Riva and Karola flee Lodz together when they find that the Polish A.K is now killing the Jewish survivors of the camps. They stay in an abandoned apartment with other survivors. That is where Riva first meets Moniek Senderowicz. Five weeks after they meet Moniek and Riva are married. A while later, to their great joy it is discovered that Riva is pregnant.

Riva and Moniek find a smuggler to take them to Germany, where the displaced persons camp is. After a struggle to bid with the smuggler they arrive safely to their destination.

In the displaced persons camp accompanied by a kind and compassionate midwife named Cima, Riva gives birth to a healthy miracle, her first son named Laibele after Moniek's father. A while later Riva is expecting another baby. Also born in a displaced persons camp was Riva's second miracle, another healthy boy names after her father Avromele.

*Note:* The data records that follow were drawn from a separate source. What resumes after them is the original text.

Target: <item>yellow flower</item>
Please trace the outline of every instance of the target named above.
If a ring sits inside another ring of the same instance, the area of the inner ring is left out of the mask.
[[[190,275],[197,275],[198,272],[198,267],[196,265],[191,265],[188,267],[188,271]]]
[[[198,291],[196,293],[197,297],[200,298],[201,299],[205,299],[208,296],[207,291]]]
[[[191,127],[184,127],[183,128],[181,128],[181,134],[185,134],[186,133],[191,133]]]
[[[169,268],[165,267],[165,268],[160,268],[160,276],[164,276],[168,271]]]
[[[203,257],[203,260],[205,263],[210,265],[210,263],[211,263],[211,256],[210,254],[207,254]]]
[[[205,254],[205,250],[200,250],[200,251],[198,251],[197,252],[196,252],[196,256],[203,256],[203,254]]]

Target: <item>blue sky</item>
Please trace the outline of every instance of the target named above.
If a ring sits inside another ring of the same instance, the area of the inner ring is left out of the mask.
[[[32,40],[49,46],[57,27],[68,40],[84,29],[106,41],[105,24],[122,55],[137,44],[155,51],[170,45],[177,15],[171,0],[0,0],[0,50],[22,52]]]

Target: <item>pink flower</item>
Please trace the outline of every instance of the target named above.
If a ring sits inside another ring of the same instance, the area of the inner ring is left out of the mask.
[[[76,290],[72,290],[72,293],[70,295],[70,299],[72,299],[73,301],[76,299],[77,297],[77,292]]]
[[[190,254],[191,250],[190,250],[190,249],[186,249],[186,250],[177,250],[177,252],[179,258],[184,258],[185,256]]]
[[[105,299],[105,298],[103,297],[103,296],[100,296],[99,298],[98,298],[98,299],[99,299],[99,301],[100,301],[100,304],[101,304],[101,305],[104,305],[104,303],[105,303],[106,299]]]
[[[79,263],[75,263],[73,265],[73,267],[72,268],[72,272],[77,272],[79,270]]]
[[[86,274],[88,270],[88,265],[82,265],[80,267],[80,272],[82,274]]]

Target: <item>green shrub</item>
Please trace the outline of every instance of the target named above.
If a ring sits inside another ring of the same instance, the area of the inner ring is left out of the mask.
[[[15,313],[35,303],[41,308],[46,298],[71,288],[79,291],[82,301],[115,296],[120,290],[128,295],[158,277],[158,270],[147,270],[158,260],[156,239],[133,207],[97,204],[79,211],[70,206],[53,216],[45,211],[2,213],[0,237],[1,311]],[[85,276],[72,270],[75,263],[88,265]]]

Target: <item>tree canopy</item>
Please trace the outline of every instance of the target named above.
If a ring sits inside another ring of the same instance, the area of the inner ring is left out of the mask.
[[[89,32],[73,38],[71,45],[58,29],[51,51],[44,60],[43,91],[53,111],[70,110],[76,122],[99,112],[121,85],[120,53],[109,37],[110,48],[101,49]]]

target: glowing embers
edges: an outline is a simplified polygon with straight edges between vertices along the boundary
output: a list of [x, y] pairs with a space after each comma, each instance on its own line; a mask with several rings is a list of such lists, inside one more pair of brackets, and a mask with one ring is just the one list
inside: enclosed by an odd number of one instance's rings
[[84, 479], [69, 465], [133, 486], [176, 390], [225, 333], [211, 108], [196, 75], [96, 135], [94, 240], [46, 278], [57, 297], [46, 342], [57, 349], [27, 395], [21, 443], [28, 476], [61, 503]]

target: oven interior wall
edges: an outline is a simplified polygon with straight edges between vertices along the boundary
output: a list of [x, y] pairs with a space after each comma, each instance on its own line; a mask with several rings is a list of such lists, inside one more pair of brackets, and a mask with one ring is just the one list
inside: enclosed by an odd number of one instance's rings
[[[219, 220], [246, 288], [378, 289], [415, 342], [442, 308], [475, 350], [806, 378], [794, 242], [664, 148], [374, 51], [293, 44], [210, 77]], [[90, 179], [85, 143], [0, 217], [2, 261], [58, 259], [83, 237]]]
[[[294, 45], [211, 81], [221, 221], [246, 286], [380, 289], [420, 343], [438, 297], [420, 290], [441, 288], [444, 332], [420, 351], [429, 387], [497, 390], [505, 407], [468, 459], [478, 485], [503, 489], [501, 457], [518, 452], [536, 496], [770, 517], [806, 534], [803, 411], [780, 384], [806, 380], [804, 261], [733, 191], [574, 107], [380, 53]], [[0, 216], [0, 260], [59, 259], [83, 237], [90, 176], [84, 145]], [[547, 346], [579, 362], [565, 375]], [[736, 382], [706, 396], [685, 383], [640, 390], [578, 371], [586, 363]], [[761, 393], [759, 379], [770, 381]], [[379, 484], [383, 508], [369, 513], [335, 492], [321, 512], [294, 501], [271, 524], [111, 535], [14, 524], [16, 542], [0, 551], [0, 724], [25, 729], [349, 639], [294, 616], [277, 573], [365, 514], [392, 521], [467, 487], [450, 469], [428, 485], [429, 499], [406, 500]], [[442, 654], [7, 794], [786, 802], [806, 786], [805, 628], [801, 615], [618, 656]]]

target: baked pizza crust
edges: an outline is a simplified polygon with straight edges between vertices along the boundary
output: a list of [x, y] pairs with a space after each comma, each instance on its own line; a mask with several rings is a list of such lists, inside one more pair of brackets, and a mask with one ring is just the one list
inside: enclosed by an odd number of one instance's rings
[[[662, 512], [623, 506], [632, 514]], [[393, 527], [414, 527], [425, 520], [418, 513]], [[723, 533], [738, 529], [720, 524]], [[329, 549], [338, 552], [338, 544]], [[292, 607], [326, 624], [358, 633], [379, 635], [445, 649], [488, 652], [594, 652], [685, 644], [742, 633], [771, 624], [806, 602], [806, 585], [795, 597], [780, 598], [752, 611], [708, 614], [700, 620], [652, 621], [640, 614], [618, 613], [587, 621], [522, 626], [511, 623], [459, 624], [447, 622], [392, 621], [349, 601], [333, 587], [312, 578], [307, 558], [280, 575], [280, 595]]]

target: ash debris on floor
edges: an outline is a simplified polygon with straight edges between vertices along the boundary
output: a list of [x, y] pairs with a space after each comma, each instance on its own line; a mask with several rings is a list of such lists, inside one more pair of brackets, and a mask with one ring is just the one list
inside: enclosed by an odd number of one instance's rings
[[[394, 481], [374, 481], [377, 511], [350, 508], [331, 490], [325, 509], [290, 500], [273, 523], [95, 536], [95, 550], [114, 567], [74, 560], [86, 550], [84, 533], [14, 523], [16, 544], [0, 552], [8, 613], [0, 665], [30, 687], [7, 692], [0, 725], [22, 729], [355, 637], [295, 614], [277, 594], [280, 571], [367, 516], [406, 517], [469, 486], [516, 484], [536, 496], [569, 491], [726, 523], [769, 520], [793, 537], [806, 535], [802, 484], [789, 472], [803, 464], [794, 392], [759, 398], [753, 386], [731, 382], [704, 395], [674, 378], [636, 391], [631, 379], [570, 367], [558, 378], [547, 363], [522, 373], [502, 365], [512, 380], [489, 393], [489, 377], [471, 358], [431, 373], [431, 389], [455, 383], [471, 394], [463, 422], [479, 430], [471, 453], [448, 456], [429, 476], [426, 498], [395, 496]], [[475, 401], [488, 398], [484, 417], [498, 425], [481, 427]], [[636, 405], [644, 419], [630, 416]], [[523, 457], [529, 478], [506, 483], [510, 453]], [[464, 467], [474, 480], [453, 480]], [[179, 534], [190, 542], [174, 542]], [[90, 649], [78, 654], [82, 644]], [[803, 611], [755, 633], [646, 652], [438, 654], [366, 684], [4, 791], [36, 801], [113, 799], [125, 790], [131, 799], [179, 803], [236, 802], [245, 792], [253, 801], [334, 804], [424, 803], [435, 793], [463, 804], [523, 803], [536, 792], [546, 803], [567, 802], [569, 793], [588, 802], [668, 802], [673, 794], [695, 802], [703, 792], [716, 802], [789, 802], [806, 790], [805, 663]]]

Also while in the displaced persons camp Riva is joyfully reunited with her brother and two sisters (Mala, Chanele, and Yankele). Riva joyfully learns that she has become an aunt to little Abramek, Mala's six year old son. But joy becomes pain when she learns that her uncles and aunts in Russia did not survive and Mala's first husband Laibish has been killed on the Russian front.

After having to pass through many agonizing medical tests Riva, Moniek, Laibele, and Avromele receive permission to emigrate to America. On board the ship Riva is greatly affected by sea sickness and is brought back to her past as Moniek slips and orange into her mouth. She remembers her brothers and the tangerine in the ghetto.

In America Riva must learn many new and alien like customs. But she also has two more children, Chaim, and Nachele.